Susan and Christopher both admit that they were guilty of manslaughter in their meticulously rehearsed accounts. They claim that Susan went alone to visit her parents when Patricia killed William in a late-night altercation. Susan said that Patricia then began taunting her—among other things, she alleged that her father had sexually abused her when she was a child and that Patricia admitted she had known about it—and provoked her into shooting her mother. According to Susan, Christopher discovered the truth about their relationship the week after they had returned to the house. They said that they watched Eurovision together and she ate chips with fish. Then, she told him. They said that they had buried their bodies together in the garden the night before.

Through forensic investigation and analysis, police quickly discovered their lies. Per The GuardianInvestigators discovered that each Wycherley was shot in the same way. This suggests only one person killed them. The second hole is how could they have spent their time watching television without Christopher not smelling the bodies decomposing? When Christopher revealed that he was a member of a gun club, and has experience using firearms, doubts about their story were deepened.

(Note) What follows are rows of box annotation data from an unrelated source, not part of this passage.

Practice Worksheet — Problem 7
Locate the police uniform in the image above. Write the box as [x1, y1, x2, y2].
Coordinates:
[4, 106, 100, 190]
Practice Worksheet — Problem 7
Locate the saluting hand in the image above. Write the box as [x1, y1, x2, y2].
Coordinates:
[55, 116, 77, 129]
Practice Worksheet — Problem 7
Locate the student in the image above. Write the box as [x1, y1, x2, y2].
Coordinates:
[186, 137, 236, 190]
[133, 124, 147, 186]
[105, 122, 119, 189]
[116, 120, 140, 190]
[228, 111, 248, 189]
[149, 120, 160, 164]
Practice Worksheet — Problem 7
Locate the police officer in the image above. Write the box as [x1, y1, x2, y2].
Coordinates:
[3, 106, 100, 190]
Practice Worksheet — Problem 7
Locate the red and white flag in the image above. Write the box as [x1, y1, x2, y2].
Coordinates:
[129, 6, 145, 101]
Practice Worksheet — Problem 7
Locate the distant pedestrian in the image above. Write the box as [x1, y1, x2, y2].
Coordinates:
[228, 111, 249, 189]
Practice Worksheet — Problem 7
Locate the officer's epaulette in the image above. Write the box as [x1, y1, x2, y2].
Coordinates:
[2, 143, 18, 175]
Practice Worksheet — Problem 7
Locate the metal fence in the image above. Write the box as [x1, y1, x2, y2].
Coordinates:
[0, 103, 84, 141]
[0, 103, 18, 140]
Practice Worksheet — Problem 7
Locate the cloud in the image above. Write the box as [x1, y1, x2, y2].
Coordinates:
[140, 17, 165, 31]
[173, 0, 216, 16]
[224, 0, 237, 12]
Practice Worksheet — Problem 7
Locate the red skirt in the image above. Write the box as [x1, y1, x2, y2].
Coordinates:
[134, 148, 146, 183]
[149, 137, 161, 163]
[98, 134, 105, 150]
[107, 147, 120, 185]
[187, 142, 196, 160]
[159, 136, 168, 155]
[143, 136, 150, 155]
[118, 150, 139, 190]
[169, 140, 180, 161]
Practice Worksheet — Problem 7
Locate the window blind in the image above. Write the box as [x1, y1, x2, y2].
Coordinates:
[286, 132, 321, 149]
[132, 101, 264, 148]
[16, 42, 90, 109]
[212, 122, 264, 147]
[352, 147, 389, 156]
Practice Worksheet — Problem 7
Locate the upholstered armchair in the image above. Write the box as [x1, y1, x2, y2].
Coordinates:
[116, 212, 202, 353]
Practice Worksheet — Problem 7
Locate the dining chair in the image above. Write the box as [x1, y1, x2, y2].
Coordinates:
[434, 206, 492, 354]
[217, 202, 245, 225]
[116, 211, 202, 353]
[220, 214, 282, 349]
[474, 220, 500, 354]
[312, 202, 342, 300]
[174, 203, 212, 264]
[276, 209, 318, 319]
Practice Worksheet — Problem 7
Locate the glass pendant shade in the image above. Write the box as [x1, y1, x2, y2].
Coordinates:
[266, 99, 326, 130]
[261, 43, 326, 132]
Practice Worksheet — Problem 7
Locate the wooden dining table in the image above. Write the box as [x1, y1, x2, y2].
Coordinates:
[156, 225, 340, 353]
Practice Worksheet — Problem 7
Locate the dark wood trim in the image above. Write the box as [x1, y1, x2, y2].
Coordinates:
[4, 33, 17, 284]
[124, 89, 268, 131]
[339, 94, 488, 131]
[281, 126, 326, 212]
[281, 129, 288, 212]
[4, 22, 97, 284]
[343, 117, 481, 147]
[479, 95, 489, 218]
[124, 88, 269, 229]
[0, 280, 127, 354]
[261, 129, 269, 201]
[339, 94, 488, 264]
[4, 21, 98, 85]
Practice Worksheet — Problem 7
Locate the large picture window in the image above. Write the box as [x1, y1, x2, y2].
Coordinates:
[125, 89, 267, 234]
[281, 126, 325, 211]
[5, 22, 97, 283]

The police eventually determined that Christopher Wycherley and Susan had committed double murder. The couple were found to have stolen nearly $400,000 from her parents after they were killed, and they spent the bulk of that money on war and Hollywood memorabilia—which was pretty much all they had left upon their arrest and imprisonment. Both were convicted and sentenced in 2014 to life imprisonment, with at least 25 years. They are still in prison today.